The radio crackled. "We're locked down, Ricky."
"Raise positive pressure."
"It's up five pounds above baseline. You want more?"
"No. Leave it there. Do we have visualization?"
"Not yet."
"Shit." Ricky stuck the radio back on his belt, began typing quickly. The workstation screen divided into a half-dozen small images from security cameras mounted all around the facility. Some showed the surrounding desert from high views, looking down from rooftops. Others were ground views. The cameras panned slowly.
I saw nothing. Just desert scrub and occasional clumps of cactus.
"False alarm?" I said.
Ricky shook his head. "I wish."
I said, "I don't see anything."
"It'll take a minute to find it."
"Find what?"
"That."
He pointed to the monitor, and bit his lip.

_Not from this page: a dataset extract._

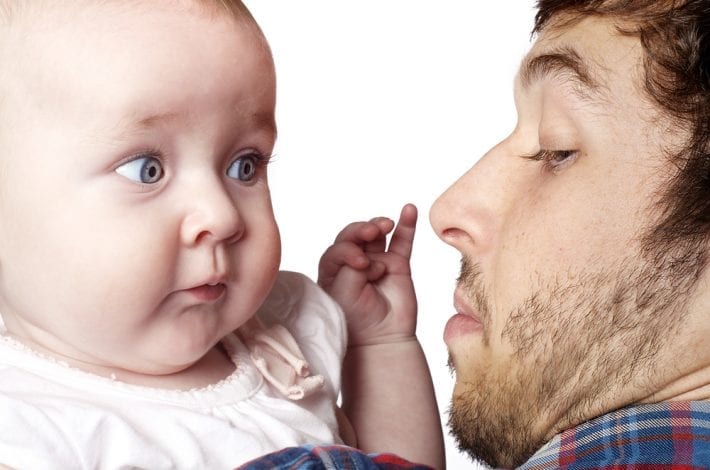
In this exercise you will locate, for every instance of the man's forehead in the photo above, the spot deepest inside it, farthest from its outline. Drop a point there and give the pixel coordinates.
(581, 54)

I saw what appeared to be a small, swirling cloud of dark particles. It looked like a dust devil, one of those tiny tornado-like clusters that moved over the ground, spun by convection currents rising from the hot desert floor. Except that this cloud was black, and it had some definition-it seemed to be pinched in the middle, making it look a bit like an old-fashioned Coke bottle. But it didn't hold that shape consistently. The appearance kept shifting, transforming. "Ricky," I said. "What are we looking at?"
"I was hoping you'd tell me."
"It looks like an agent swarm. Is that your camera swarm?"
"No. It's something else."
"How do you know?"
"Because we can't control it. It doesn't respond to our radio signals."
"You've tried?"
"Yes. We've tried to make contact with it for almost two weeks," he said. "It's generating an electrical field that we can measure, but for some reason we can't interact with it."
"So you have a runaway swarm."
"Yes."
"Acting autonomously."
"Yes."
"And this has been going on for ..."
"Days. About ten days."
"Ten days?" I frowned. "How is that possible, Ricky? The swarm's a collection of micro-robotic machines. Why haven't they decayed, or run out of power? And why exactly can't you control them? Because if they have the ability to swarm, then there's some electrically mediated interaction among them. So you should be able to take control of the swarm-or at least disrupt it."
"All true," Ricky said. "Except we can't. And we've tried everything we can think of." He was focused on the screen, watching intently. "That cloud is independent of us. Period."
"And so you brought me out here ..."
"To help us get the fucking thing back," Ricky said.
DAY 6
9:32 A.M.
It was, I thought, a problem no one had ever imagined before. In all the years that I had been programming agents, the focus had been on getting them to interact in a way that produced useful results. It never occurred to us that there might be a larger control issue, or a question of independence. Because it simply couldn't happen. Individual agents were too small to be self-powered; they had to get their energy from some external source, such as a supplied electrical or microwave field. All you had to do was turn off the field, and the agents died. The swarm was no more difficult to control than a household appliance, like a kitchen blender. Flip the power off and it went dead.